Victory Festival, (August 30)
On this day in 1922, the fifth day of the big attack against the invading Greek Armies, the Dumlupinar Battle under the command of Mustafa Kemal was won and determined the result of the Independence War. This big attack ended in Izmir with the defeat of the Greeks on September 9.
The Republic Festival, October 29
This is the anniversary of the declaration of the Turkish Republic by the Turkish Grand National Assembly in 1923.
National Sovereignty and Children's Day,
On this date in 1920, during the War of Independence, the Turkish Grand National Assembly was established in Ankara by Mustafa Kemal and laid down the foundations of a new independent state from the ashes of the Ottoman Empire. The founder of the Turkish Republic, Mustafa Kemal Atatürk, dedicated April 23 to the children of the country to emphasize that they are the future of the new nation. This is the world's first and only holiday for children.
Commemoration of Atatürk and Youth and Sports Day,
On this date in 1919, Mustafa Kemal arrived in Anatolia at the Black Sea Port of Samsun which marks the beginning of the War of Independence. The week including this holiday has been celebrated as "Youth Week" in Turkey since 1983.

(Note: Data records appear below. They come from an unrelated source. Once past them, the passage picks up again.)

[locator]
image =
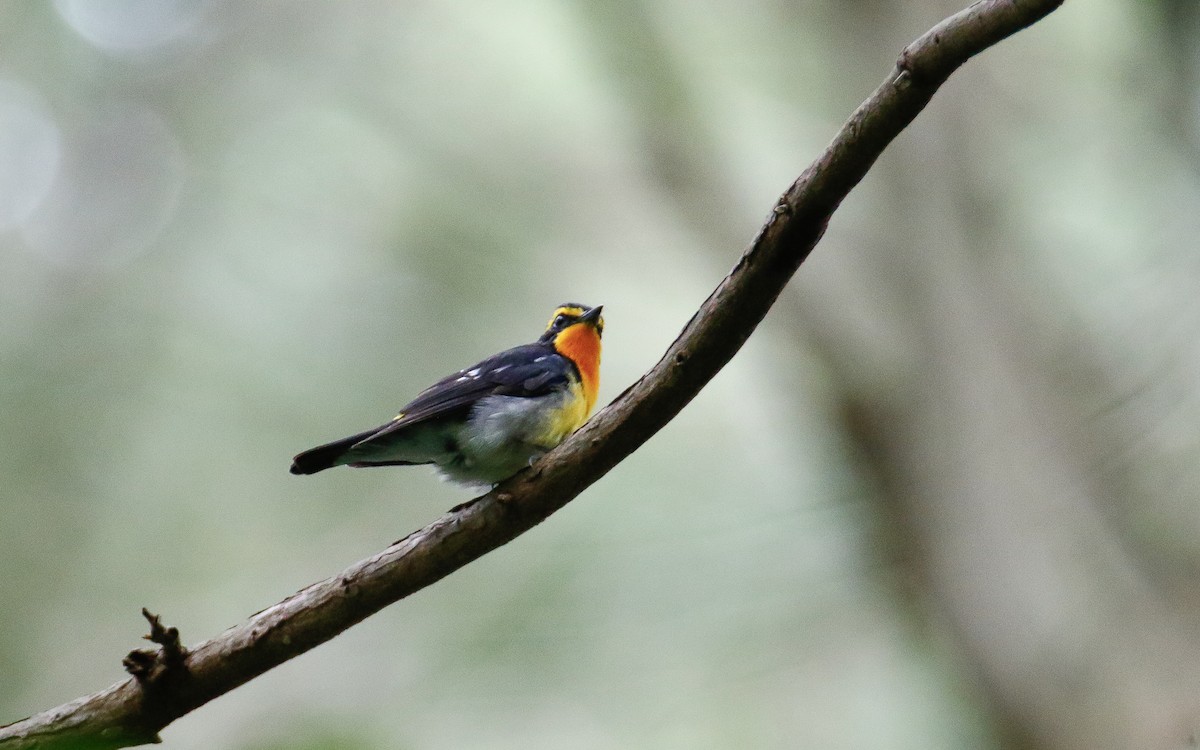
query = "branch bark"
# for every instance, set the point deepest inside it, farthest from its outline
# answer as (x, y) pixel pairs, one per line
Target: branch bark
(132, 712)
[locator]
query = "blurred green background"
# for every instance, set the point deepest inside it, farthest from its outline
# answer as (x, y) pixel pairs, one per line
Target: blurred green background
(945, 498)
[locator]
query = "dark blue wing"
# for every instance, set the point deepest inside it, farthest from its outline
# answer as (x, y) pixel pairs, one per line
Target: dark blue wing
(529, 370)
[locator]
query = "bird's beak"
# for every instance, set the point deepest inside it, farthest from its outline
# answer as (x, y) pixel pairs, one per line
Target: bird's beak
(592, 317)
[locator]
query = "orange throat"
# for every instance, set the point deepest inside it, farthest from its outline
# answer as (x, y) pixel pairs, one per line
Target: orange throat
(581, 345)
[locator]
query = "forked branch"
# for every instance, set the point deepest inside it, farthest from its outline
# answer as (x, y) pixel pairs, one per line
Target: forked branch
(132, 712)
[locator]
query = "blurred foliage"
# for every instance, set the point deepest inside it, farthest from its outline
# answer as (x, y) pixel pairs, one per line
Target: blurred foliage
(232, 231)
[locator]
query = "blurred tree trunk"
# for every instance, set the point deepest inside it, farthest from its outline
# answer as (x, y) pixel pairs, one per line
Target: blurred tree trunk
(991, 480)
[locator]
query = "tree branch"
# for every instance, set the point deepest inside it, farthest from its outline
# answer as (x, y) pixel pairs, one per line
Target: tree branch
(172, 681)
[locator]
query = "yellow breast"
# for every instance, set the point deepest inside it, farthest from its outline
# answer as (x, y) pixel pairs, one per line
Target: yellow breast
(581, 345)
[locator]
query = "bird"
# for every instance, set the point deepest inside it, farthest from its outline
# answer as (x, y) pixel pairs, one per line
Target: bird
(486, 423)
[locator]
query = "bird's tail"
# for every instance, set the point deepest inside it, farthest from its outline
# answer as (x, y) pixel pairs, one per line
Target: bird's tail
(328, 455)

This three day festival comes after an entire month of "absolute" fasting during Ramadan in which Qur'an was revealed.
This four day festival falls on the tenth day of the last month of the Muslim year and marks the completion of the course of Hajj (pilgrimage to Mecca). Sacrificial animals are slaughtered and their meat distributed among relatives, neighbors and the poor on this occasion. The slaughtering of animals is a symbolic expression whereby a Muslim express his readniess to lay down his own life and everything he owes for the sake of God.